Under the demonstration, we will work to limit the impact on
beneficiaries. We will educate beneficiaries as part of this
protection. If the prior authorization request is not affirmed, and the
claim is still submitted by the supplier, the claim will be denied in
full, but beneficiaries will continue to have all normal appeal rights
as well as the option of signing an Advance Beneficiary Notice in order
to receive and be liable for payment for a denied PMD.

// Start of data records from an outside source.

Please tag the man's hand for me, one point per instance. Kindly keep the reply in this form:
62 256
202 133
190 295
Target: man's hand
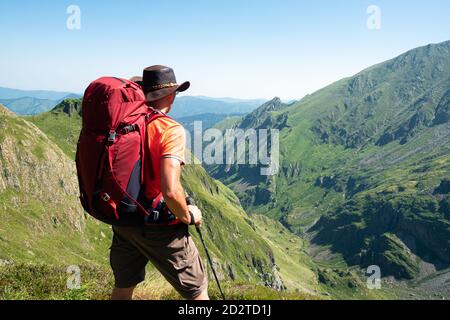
197 215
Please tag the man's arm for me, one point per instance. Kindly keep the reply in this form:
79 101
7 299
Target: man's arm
174 193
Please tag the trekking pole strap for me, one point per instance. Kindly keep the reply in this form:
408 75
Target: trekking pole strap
210 262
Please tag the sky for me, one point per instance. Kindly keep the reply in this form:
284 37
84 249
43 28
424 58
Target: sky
249 49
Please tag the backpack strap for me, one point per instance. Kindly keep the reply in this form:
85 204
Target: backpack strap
154 115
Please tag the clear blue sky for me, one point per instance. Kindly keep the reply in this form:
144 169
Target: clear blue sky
227 48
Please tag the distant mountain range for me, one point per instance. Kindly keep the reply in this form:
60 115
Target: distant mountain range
29 102
26 102
365 168
187 106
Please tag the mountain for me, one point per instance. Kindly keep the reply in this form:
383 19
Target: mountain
187 106
208 120
8 93
228 230
27 105
364 168
32 102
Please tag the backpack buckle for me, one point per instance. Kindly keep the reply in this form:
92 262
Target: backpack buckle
105 197
112 137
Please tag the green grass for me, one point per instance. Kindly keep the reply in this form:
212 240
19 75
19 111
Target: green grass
338 168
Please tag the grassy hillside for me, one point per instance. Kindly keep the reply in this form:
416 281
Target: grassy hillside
41 217
228 230
365 166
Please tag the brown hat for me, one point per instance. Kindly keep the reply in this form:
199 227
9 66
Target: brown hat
159 82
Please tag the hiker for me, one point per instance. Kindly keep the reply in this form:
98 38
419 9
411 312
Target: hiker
129 159
168 247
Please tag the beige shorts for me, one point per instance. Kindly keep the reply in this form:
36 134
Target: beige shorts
169 248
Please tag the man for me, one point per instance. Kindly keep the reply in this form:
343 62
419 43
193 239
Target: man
169 247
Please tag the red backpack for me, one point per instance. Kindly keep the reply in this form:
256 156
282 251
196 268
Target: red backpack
110 152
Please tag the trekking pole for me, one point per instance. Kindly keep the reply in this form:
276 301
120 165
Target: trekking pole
199 231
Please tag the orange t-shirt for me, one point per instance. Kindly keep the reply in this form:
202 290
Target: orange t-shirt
166 139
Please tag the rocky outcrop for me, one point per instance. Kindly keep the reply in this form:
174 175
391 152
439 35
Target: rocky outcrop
33 167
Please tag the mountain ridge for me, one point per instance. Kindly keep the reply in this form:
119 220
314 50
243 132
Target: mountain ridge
374 144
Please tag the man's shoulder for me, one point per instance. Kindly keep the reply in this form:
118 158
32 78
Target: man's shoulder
164 123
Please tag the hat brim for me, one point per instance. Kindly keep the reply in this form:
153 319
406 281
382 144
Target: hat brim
159 94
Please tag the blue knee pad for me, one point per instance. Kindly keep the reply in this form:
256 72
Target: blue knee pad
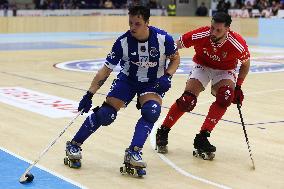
150 111
106 114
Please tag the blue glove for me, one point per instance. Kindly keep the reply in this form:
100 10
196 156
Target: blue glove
163 84
86 102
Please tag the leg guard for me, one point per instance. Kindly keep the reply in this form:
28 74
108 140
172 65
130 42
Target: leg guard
150 111
187 102
106 114
224 96
103 115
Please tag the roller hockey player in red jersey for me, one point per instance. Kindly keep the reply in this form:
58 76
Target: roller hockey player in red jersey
217 52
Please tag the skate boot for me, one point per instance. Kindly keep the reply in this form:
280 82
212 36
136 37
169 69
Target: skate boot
162 140
202 146
133 163
73 154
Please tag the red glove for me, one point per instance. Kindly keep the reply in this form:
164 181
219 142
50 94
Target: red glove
238 95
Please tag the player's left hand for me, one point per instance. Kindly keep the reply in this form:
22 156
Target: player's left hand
163 84
238 95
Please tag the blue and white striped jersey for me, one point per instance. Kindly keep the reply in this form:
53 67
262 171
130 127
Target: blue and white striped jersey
142 61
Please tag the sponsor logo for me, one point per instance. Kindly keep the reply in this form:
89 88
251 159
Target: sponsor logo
111 55
154 52
145 64
44 104
258 65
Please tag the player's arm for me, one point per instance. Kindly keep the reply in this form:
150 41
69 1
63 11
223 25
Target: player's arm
244 69
174 63
178 42
99 79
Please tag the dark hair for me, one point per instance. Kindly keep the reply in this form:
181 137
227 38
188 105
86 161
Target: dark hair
137 10
222 17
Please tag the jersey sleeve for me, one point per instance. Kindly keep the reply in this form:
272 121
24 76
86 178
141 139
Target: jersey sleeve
114 57
170 46
192 37
245 54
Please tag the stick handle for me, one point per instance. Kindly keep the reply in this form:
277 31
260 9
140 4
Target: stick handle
245 132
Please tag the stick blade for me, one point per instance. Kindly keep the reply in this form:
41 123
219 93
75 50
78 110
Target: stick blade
26 178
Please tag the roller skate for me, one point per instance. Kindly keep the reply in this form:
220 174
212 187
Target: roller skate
162 140
73 154
133 163
202 146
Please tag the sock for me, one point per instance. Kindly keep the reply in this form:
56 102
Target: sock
89 126
142 130
173 115
215 113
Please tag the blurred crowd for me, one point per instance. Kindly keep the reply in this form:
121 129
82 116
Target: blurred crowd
75 4
265 8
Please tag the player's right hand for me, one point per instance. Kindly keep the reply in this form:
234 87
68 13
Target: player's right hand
86 102
163 84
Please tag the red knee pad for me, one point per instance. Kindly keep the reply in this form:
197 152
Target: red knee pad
225 96
186 102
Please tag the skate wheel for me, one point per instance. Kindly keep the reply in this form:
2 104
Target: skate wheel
132 171
122 170
75 164
211 156
141 172
66 161
162 149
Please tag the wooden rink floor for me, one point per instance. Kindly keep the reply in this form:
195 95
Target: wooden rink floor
27 133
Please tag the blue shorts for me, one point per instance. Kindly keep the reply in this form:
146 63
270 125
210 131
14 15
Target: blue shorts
125 90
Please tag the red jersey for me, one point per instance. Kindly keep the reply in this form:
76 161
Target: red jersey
222 56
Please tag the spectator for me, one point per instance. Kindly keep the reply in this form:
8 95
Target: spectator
202 10
108 4
152 4
274 8
249 8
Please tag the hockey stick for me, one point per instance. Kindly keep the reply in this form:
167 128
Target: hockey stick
245 132
28 177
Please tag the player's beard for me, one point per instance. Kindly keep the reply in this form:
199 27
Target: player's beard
215 39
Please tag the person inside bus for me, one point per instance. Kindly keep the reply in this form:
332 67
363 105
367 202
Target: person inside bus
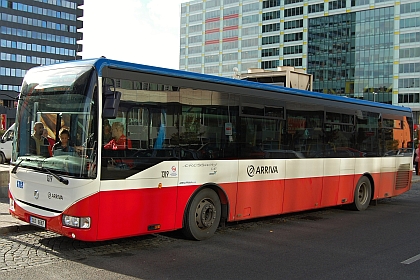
38 144
50 140
119 141
63 146
107 135
416 159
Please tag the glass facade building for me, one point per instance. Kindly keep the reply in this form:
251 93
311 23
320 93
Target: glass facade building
367 49
33 33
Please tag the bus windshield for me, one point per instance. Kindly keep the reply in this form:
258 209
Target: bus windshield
61 103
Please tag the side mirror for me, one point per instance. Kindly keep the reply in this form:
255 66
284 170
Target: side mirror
111 104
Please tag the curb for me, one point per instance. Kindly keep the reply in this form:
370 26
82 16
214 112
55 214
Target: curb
17 228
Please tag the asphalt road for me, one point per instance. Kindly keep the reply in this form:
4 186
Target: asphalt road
379 243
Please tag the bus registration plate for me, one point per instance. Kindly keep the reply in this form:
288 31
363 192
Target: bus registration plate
37 222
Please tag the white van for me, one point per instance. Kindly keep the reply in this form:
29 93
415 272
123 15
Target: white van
6 144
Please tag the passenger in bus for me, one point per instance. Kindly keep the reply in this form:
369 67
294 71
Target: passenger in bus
38 144
416 159
63 146
50 140
107 135
119 141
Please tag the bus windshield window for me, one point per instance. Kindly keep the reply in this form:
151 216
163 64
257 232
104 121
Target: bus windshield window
56 118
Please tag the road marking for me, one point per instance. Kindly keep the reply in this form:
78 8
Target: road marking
411 260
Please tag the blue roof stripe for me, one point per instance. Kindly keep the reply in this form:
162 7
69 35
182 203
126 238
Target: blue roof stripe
100 63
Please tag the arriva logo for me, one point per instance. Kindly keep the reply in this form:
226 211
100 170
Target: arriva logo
251 170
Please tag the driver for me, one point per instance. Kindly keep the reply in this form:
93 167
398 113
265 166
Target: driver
38 144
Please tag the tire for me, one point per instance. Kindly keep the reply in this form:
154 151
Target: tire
362 194
202 216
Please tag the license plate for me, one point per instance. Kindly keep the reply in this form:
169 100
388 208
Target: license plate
37 222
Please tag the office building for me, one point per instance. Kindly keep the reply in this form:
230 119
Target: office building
33 33
366 49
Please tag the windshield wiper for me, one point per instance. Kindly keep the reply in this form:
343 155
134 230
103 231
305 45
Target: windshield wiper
14 170
60 179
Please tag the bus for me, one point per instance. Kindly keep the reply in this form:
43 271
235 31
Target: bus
192 151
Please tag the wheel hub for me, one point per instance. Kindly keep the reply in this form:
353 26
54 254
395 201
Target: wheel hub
205 214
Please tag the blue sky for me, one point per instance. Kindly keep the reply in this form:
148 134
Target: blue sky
140 31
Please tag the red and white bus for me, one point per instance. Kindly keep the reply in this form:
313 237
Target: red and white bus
192 151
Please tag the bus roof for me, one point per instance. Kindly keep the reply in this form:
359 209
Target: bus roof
101 63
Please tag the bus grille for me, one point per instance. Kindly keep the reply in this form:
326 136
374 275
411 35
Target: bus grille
403 176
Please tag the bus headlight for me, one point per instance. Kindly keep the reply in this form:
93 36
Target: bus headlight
76 222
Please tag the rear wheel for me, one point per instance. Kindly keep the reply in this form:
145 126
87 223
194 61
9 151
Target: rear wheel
362 194
203 215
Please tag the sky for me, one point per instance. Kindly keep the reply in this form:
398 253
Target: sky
139 31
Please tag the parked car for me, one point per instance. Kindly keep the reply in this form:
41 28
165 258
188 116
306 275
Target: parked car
6 144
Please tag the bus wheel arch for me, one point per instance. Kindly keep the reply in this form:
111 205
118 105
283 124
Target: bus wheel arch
363 193
204 212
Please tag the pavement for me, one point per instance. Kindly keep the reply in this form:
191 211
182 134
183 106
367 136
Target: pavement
10 224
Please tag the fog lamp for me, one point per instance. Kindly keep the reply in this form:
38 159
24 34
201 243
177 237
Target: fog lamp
76 222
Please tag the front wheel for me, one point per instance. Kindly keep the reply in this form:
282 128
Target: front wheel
203 215
362 194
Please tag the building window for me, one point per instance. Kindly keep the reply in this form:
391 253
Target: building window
293 24
316 8
270 52
270 64
270 40
271 3
339 4
271 15
293 12
292 62
293 37
271 27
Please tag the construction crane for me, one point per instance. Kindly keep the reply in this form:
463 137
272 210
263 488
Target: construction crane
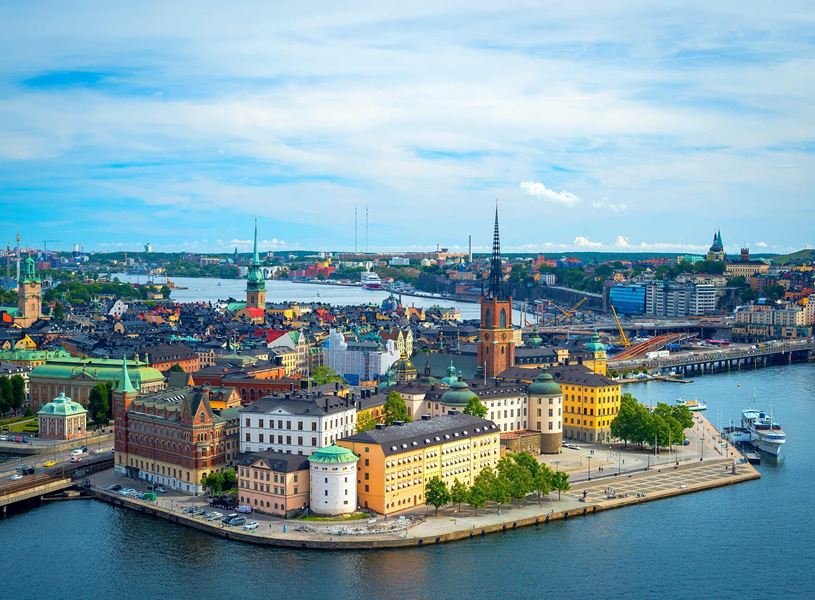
568 314
623 337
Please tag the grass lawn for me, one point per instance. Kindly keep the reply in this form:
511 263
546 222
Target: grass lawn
351 517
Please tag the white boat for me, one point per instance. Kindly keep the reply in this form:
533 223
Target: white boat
765 434
370 280
693 405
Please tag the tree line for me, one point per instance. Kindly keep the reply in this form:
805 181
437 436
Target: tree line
636 424
517 476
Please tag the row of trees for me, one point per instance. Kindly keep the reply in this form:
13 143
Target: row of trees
517 476
220 482
636 424
12 393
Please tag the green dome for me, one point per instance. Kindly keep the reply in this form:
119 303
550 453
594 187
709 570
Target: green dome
333 455
459 394
62 405
545 385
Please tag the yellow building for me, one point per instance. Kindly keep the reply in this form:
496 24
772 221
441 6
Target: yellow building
590 403
396 462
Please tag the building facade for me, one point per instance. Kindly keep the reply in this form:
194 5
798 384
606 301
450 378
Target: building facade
396 462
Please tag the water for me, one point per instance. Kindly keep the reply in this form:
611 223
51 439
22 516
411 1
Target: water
207 289
751 540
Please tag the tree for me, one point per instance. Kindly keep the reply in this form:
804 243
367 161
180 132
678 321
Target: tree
436 493
560 481
98 403
365 421
17 392
477 497
395 409
458 493
475 408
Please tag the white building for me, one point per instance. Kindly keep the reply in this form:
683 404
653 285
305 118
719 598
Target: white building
333 481
296 422
359 361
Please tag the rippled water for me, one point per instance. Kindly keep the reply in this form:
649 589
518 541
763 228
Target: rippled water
753 540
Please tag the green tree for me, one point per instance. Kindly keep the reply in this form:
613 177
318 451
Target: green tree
17 392
365 421
436 493
458 493
98 404
560 482
475 408
395 409
324 374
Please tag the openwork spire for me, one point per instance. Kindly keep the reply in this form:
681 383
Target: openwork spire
495 264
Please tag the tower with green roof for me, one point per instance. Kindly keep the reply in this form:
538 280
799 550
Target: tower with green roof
255 284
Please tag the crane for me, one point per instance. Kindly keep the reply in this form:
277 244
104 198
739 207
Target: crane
570 313
623 337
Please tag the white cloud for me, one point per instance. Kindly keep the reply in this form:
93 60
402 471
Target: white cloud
584 242
539 190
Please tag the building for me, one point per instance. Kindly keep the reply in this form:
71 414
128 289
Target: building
296 422
590 403
76 377
396 462
716 252
173 437
357 361
333 481
255 284
628 299
62 419
273 483
496 344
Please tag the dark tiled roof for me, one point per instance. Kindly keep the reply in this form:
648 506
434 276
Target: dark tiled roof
424 433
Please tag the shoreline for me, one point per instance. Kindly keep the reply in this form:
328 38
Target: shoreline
437 530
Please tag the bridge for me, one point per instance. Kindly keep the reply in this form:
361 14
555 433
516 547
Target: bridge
48 482
725 359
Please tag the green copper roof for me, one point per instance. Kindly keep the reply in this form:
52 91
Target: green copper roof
459 394
62 405
545 385
125 385
333 455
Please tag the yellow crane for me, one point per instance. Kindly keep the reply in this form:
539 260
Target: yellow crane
568 314
623 338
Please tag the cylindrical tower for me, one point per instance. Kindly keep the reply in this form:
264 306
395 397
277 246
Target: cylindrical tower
546 407
333 481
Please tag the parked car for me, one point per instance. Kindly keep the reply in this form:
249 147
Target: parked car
236 521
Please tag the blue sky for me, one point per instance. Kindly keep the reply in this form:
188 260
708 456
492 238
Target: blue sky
599 126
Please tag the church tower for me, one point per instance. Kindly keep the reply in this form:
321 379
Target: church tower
121 399
29 295
255 285
496 347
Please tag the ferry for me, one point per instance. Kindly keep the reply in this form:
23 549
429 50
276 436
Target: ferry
765 434
693 405
370 280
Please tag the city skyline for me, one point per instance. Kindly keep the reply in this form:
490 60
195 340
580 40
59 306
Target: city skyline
600 128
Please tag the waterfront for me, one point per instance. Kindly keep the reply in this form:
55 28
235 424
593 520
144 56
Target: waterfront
208 289
728 542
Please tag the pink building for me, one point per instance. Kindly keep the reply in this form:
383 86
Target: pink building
274 483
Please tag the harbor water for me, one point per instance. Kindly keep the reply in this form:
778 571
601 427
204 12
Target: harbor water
745 541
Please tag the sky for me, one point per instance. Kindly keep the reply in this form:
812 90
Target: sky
620 126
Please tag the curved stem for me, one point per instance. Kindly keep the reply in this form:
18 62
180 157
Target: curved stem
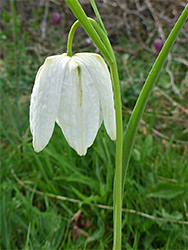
82 17
119 127
134 121
70 37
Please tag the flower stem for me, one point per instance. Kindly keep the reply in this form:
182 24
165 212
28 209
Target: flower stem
119 130
70 37
134 121
118 170
82 17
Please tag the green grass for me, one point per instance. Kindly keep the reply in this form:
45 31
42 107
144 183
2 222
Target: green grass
157 178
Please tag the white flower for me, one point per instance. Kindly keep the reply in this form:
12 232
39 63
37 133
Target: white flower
76 92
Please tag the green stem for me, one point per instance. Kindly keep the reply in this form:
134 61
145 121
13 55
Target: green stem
70 37
118 170
119 129
134 121
82 17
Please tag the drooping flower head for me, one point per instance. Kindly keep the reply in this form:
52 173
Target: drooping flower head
76 92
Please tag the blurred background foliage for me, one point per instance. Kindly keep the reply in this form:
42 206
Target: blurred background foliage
58 200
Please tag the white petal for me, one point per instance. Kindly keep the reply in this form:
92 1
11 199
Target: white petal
45 100
79 109
98 71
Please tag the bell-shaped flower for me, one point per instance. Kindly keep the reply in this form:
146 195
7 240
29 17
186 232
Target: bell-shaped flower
76 92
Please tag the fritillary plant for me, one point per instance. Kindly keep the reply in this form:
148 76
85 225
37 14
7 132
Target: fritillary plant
81 91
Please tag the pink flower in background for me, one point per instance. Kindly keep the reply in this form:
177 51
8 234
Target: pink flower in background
56 18
158 44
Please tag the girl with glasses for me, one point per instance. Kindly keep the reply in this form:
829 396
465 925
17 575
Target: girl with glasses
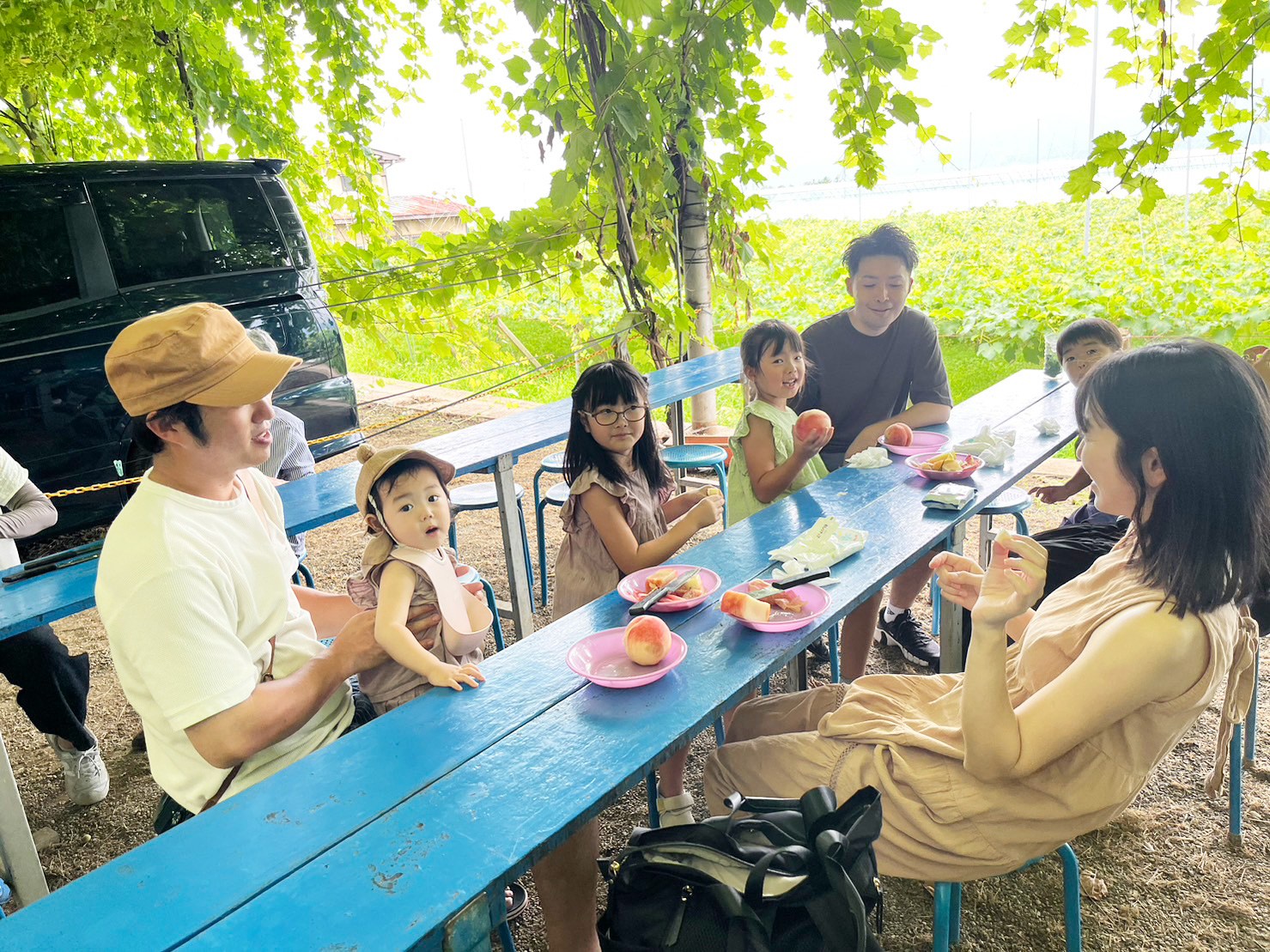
619 513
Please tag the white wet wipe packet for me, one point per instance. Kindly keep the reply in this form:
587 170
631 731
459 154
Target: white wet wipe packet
949 495
819 548
994 448
1047 427
870 458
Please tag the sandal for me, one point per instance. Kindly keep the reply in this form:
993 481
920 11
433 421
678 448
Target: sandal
517 898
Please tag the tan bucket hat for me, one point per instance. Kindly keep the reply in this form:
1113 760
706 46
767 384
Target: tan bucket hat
375 464
198 353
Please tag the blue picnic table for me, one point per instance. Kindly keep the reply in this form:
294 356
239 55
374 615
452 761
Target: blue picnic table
381 840
492 446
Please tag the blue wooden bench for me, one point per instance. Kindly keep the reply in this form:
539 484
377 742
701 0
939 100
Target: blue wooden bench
297 825
328 496
503 809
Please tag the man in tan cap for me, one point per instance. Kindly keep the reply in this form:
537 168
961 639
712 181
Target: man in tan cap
214 646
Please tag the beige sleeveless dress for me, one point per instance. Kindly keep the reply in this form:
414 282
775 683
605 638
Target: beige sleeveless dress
585 570
390 684
902 735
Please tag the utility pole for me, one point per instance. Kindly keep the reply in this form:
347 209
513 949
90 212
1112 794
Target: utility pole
1094 100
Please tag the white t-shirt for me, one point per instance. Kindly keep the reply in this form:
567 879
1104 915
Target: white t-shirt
191 591
12 479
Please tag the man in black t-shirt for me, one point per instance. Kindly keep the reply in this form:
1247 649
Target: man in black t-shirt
870 366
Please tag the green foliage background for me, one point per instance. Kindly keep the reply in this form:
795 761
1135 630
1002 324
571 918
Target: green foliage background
994 280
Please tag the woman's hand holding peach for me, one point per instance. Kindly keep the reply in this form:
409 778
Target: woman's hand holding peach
1013 580
960 578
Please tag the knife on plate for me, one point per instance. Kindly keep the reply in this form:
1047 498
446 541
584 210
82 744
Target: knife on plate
655 596
800 579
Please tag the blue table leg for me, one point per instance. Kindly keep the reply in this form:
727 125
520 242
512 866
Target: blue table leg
835 669
1237 787
949 615
1250 739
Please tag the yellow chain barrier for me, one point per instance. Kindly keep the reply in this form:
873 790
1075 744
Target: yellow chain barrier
368 434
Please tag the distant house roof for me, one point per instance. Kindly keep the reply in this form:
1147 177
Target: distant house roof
413 207
386 159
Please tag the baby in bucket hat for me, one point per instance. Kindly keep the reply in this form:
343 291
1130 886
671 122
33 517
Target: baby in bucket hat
403 495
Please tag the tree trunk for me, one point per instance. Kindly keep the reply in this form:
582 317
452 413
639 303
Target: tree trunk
695 248
190 100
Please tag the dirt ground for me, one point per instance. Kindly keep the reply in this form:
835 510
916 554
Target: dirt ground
1170 878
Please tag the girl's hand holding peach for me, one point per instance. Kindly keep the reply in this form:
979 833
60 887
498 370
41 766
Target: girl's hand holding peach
813 443
1013 581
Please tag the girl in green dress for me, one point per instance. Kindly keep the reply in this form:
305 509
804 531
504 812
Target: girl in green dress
768 462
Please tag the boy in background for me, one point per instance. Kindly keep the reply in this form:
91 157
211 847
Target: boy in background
1087 533
289 458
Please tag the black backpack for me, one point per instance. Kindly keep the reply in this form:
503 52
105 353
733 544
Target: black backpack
798 876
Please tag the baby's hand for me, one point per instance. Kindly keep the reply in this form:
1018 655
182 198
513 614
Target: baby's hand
455 676
1050 494
708 511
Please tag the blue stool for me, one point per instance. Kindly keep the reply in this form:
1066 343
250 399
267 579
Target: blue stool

Additional information is available on the CMS Web site at
go.cms.gov/PAdemo.
IV. Collection of Information Requirements
We announced and solicited comments for the information collection
requirements associated with the Medicare Prior Authorization for Power
Mobility Device (PMD) Demonstration for certain PMD codes in 60-day and
30-day Federal Register notices that published on February 7, 2012 (77
FR 6124) and May 29, 2012 (77 FR 31616), respectively. The information
collection requirements are approved under OMB control number 0938-
1169.
Authority: Section 402(a)(1)(J) of the Social Security
Amendments of 1967.
Dated: July 30, 2012
Marilyn Tavenner,
Acting Administrator, Centers for Medicare & Medicaid Services.